Supporting Controls for Agentic AI Security
In addition to these design patterns, several supporting controls are essential.
Input masking prevents sensitive data from being exposed to untrusted contexts, while I/O synchronization ensures that outputs from one agent are properly validated before being used elsewhere.
Task minimization further reduces risk by limiting the scope of actions any single agent can perform.
Together, these measures create a layered defense model that reflects the dynamic nature of AI systems.

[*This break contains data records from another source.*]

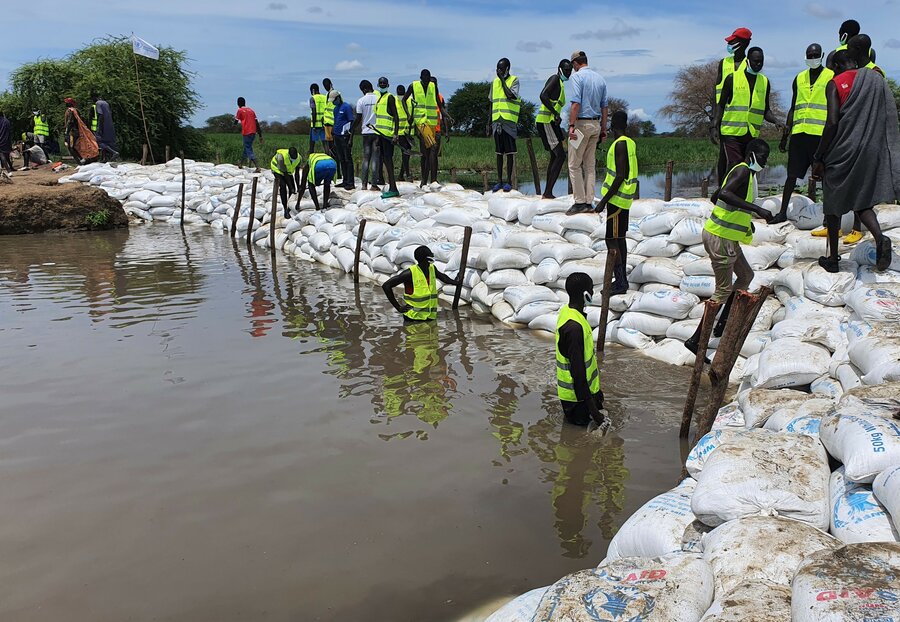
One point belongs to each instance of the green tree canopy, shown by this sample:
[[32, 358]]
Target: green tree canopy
[[108, 67]]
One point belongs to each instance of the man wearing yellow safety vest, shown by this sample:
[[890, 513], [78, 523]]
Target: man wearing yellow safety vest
[[319, 169], [577, 373], [505, 106], [405, 134], [425, 104], [744, 107], [285, 167], [387, 126], [553, 98], [805, 123], [619, 189], [736, 46], [420, 287], [317, 104], [729, 226]]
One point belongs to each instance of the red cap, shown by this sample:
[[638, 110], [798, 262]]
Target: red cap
[[740, 33]]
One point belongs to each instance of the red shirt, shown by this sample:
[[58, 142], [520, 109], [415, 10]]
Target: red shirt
[[248, 120], [844, 83]]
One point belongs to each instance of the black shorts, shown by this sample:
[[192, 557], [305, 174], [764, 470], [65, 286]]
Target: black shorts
[[504, 143], [551, 135], [616, 222], [801, 152]]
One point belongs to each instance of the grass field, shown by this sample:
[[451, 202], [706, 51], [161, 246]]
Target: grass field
[[471, 155]]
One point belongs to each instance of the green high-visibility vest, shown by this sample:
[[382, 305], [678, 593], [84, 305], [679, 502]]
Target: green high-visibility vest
[[811, 107], [321, 103], [625, 195], [729, 222], [501, 106], [425, 100], [40, 126], [384, 122], [727, 65], [423, 300], [744, 113], [290, 165], [565, 385], [545, 115]]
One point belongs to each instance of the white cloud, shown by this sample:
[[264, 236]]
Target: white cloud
[[349, 65]]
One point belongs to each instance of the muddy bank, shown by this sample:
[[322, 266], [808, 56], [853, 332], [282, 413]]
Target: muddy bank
[[34, 202]]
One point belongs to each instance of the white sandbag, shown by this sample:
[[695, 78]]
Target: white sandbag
[[887, 490], [673, 587], [759, 601], [857, 582], [657, 527], [657, 270], [856, 515], [520, 609], [761, 548], [790, 363], [649, 324], [863, 439], [763, 472], [670, 303], [520, 296]]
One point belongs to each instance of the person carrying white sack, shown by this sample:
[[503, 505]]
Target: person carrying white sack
[[729, 226]]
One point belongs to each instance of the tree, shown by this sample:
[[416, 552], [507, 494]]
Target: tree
[[470, 109], [108, 66]]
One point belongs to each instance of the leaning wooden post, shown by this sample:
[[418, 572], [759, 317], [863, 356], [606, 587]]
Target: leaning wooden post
[[744, 310], [534, 170], [359, 239], [237, 209], [611, 258], [273, 215], [252, 211], [463, 265], [706, 324], [670, 167]]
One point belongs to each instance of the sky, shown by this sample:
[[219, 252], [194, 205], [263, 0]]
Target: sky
[[270, 51]]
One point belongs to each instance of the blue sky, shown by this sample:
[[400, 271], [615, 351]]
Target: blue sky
[[269, 51]]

Rethinking AI as an Extension of User Identity
Ultimately, securing agentic AI requires a mindset shift.
Organizations must stop treating AI as just another application component and instead recognize it as an extension of user identity and intent.
As Brauchler emphasized, AI systems act on behalf of users and should be governed by the same security principles.
Any relaxation of controls simply because an action originates from an AI system introduces unacceptable risk.
A Roadmap for Securing AI Systems
The path forward involves both technical and organizational changes.
In the short term, organizations should identify stakeholders for AI integration and begin threat modeling their AI risk landscape.
Over the medium term, they must design secure inference pipelines and train developers on AI-specific security practices.
Long-term success depends on embedding these controls into all application environments and establishing standardized architectures for future deployments.
Securing the Future of Agentic AI
The rise of agentic AI demands a redefinition of trust in cybersecurity.
By focusing on data-centric risk, enforcing dynamic privilege controls, and adopting segmented architectures, organizations can begin to close the gap between innovation and security.
While the challenges are real, as Brauchler noted, secure AI is achievable — if organizations are willing to rethink their approach and act decisively.